Travel

PLAY’s sudden collapse grounds all Alicante–Iceland flights

By Farah Mokrani

Copyright euroweeklynews

PLAY’s sudden collapse grounds all Alicante–Iceland flights

The skies between Spain and Iceland just got a lot emptier.

Low-cost Icelandic airline PLAY has gone bust, announcing on September 29 that it was ceasing all operations with immediate effect. The news spells an abrupt end to its flights linking Alicante-Elche airport with Reykjavík, and leaves thousands of travellers wondering what happens next.

From ambitious growth to sudden failure

PLAY’s fall has echoes of WOW Air’s spectacular demise in 2019. Like WOW, PLAY promised cheap tickets and bold expansion, but its finances never kept pace with its ambitions. After a shaky 2025, the airline tried to reinvent itself by focusing less on transatlantic travel and more on sun-and-sand destinations around Europe.

That meant cutting back flights to the United States and dropping several short-haul city routes. On paper, the strategy made sense. In reality, it only bought the airline a little time. Bookings dried up, losses piled on, and a constant stream of bad headlines chipped away at passenger trust. By September, confidence had collapsed entirely – and so did PLAY.

At Alicante-Elche, the airline’s absence will be felt. PLAY had built a steady presence, running up to five flights a week in the summer season, and was preparing to keep three weekly departures this winter. That’s now history.

Fewer options for travellers

The collapse leaves Icelandair as the only year-round carrier connecting Alicante with Iceland. The flag carrier had already been quietly ramping up its Spanish services, and insiders say it’s likely to benefit most from PLAY’s downfall.

There’s also Italy’s Neos, which will continue to operate a weekly summer flight from Reykjavík to Alicante, mostly for package holidaymakers. Individual tickets are sold on its website, but the service isn’t designed to match the flexibility PLAY once offered.

For now, anyone hoping for the same level of affordable connectivity between the Costa Blanca and Iceland will be disappointed. According to 2024 figures, PLAY carried more than 60,000 passengers on the route – around 61 per cent of the total market. That gap won’t be filled overnight.

What this means for Alicante and beyond

For the airport and the wider Costa Blanca region, PLAY’s disappearance is more than just a cancelled flight schedule – it’s a reminder of how fragile the low-cost sector can be. Airlines can rise quickly, flood destinations with visitors, and then vanish just as fast.

Local tourism experts fear that Iceland’s market could shrink without PLAY’s capacity.
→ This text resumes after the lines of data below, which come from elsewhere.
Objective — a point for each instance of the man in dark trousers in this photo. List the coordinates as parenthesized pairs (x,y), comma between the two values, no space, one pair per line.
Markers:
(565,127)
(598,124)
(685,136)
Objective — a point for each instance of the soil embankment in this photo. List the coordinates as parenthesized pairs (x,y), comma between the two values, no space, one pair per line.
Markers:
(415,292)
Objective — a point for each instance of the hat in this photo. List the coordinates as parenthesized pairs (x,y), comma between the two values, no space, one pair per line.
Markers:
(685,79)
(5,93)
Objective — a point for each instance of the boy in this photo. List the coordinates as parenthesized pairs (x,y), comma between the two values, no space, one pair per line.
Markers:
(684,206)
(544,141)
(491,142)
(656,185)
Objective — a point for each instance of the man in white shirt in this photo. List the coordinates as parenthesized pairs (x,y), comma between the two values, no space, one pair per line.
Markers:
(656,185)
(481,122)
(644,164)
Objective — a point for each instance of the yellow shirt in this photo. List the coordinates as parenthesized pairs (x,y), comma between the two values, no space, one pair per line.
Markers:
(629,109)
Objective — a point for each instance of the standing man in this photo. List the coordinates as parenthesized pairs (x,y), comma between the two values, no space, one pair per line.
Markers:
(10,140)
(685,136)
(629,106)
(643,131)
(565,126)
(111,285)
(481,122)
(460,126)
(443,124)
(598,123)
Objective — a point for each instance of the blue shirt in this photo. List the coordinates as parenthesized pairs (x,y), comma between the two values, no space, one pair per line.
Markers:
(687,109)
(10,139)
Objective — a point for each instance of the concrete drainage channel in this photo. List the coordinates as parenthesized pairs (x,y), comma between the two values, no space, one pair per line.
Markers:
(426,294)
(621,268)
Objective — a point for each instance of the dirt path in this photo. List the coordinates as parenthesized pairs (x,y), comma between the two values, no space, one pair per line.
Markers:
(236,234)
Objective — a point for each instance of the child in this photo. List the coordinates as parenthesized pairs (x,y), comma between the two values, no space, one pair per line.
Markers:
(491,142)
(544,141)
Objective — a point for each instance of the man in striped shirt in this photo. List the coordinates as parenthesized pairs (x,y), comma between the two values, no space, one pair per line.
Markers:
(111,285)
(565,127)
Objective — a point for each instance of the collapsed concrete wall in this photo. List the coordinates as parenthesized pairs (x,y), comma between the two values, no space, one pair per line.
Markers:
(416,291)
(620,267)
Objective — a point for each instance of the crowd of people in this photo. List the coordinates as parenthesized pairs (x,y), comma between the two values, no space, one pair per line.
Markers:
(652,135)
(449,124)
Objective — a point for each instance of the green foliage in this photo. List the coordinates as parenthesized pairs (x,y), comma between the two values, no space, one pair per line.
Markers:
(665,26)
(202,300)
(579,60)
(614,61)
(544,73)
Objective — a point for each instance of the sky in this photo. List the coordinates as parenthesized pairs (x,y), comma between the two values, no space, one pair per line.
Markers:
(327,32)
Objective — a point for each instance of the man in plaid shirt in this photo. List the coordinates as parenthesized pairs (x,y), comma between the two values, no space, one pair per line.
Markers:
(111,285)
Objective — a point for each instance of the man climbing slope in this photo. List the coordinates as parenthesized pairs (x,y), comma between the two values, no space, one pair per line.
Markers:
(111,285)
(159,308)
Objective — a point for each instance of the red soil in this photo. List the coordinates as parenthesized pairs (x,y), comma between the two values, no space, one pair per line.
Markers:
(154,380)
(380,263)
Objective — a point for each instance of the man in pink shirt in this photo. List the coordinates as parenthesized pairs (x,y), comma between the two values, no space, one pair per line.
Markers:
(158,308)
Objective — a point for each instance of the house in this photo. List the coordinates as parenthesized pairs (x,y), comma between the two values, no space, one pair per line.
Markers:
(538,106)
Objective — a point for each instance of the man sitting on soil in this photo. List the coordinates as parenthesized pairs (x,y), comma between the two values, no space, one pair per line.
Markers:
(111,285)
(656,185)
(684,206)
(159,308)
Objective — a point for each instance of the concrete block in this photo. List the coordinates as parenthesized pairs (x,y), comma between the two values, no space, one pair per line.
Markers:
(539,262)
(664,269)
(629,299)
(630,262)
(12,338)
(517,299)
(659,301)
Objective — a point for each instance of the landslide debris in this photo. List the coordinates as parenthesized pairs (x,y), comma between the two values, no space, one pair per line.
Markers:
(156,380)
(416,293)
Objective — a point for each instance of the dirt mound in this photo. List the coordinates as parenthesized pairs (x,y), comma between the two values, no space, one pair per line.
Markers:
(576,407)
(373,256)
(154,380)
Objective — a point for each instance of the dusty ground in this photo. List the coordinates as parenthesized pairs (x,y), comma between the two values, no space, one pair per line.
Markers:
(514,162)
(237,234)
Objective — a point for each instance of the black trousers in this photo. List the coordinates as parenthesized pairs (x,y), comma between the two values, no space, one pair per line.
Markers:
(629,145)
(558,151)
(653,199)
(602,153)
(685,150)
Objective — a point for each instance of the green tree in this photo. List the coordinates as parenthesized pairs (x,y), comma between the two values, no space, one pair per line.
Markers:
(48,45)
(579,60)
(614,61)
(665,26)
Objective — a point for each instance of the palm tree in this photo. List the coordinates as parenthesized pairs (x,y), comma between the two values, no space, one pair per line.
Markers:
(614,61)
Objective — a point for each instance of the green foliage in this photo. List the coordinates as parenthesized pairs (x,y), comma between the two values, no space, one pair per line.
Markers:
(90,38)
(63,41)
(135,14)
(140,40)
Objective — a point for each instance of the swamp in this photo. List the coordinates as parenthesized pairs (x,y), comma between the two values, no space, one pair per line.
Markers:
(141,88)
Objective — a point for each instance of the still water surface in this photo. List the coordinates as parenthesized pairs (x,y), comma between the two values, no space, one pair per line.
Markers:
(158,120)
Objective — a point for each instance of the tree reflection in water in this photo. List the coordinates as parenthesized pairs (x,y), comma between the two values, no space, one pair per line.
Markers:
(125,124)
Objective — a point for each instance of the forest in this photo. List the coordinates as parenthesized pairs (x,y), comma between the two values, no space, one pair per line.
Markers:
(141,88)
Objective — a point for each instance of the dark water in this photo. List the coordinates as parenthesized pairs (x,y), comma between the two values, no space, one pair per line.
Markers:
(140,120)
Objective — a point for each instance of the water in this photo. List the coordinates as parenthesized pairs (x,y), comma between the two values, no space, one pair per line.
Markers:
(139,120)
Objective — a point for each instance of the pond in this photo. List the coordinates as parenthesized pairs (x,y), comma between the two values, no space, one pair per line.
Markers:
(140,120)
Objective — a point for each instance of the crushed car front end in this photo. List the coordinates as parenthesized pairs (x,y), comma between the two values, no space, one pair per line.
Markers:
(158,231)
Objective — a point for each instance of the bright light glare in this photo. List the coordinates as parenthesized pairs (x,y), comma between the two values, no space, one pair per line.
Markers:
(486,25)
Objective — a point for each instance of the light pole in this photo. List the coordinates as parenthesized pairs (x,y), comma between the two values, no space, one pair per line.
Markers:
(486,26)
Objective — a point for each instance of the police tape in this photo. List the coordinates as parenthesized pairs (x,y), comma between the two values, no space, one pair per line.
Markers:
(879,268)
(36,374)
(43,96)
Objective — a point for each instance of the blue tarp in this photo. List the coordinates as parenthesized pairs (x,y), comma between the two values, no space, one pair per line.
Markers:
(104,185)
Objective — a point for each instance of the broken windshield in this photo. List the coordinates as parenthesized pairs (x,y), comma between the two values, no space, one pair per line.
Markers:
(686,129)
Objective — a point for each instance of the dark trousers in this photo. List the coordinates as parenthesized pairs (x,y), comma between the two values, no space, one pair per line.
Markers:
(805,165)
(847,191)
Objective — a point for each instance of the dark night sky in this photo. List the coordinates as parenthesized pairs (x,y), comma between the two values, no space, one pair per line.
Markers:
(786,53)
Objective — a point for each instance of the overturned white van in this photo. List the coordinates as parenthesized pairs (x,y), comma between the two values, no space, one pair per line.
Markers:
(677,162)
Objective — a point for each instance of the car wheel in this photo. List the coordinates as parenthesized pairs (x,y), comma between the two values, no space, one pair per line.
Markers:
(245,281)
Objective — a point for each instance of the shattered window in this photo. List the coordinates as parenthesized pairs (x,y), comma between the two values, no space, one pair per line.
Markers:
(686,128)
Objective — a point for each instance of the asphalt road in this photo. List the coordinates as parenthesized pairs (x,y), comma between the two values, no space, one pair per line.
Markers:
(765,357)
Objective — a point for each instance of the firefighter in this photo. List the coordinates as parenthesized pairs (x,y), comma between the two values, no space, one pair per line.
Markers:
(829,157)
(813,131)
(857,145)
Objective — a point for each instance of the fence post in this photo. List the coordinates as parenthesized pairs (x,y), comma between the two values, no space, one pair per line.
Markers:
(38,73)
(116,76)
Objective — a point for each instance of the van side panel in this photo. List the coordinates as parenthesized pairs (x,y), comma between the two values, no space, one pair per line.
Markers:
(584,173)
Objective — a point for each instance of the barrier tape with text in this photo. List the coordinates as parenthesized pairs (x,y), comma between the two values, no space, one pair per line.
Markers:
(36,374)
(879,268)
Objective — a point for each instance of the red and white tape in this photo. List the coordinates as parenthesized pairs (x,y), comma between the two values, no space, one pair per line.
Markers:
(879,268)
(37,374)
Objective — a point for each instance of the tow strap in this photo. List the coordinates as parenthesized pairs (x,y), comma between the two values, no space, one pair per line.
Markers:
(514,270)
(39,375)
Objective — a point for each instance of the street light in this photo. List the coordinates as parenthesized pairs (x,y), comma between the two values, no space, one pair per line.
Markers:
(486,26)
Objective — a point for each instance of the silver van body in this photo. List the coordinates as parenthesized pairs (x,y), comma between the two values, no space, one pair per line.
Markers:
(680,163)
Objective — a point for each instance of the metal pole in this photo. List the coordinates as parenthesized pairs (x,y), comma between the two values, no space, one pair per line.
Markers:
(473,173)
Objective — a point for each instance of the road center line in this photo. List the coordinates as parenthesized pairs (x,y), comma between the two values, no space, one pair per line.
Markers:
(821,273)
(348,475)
While Icelandair can step up, fewer seats usually mean higher prices and less choice for travellers. And with the German giant Lufthansa and Italy’s Neos focused on their own restructuring battles, there’s no obvious new entrant waiting in the wings.

The Costa Blanca had come to rely on Icelandic visitors, not only in summer but in shoulder seasons too. Hoteliers and tour operators now face the prospect of a dip in numbers, unless another airline decides to seize the opportunity.

For passengers, though, the lesson is clear: budget airlines can be a gamble. PLAY sold itself as a fresh alternative, and for a while it worked. But just like WOW Air before it, the dream was always running on borrowed time.